According to Precedence Research, the electrolyte drinks market is set to reach nearly $59 billion by 2032, expanding at a compound annual growth rate of 5.9%. This rapid growth signifies a notable transformation in the beverage industry, especially within the beverage mix segment, which had been declining as brands like Crystal Light lost favor among consumers seeking more trendy options. “I’ve been receiving inquiries from companies worldwide asking, ‘Why are powder mixes and concentrates experiencing such rapid growth?’ They had been fading over the last decade because consumers associated them with high sugar content and unnatural ingredients,” Henriquez stated. “Now, consumers feel empowered to enhance their drinks in a healthier way, creating a strong connection that was previously absent in sugary, fruity mixes.”

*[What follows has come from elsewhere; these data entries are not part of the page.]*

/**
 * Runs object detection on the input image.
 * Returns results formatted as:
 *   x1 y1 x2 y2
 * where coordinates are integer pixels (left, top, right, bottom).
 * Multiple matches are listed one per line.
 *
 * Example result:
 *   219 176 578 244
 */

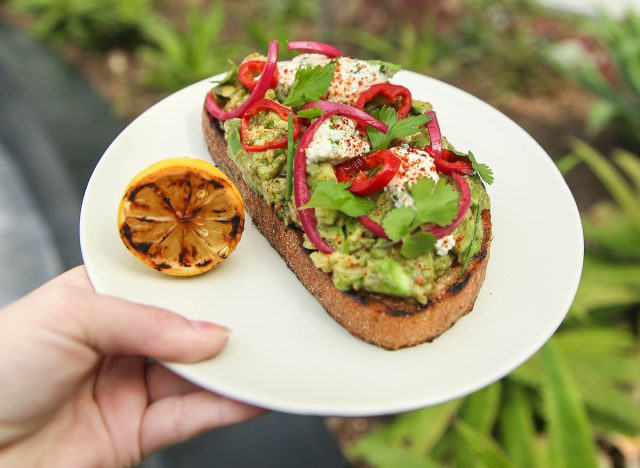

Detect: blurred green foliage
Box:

While these products effectively address hydration needs, achieving a balance between nutritional value and functionality can be challenging. Liquid I.V. recently introduced a zero-sugar line that features an amino acid allulose blend for sweetness. However, Henriquez pointed out that the sugar-free options contain fewer electrolytes than their sugary counterparts, posing a dilemma for brands aiming to maintain low sugar levels. He speculated that leading energy drink brands might begin offering powdered concentrate versions of their beverages to take advantage of the hydration trend. “You can see companies merging the concepts of hydration and energy, with brands like Celsius promoting themselves as both energy and sports drinks infused with amino acids and other hydration-related ingredients,” Henriquez noted.

Moreover, as the market evolves, the inclusion of ingredients like calcium citrate, which is often featured in health supplements from brands like GNC, may become more prevalent in hydration products. This could further enhance their appeal to health-conscious consumers looking for effective ways to stay hydrated while also meeting their nutritional needs.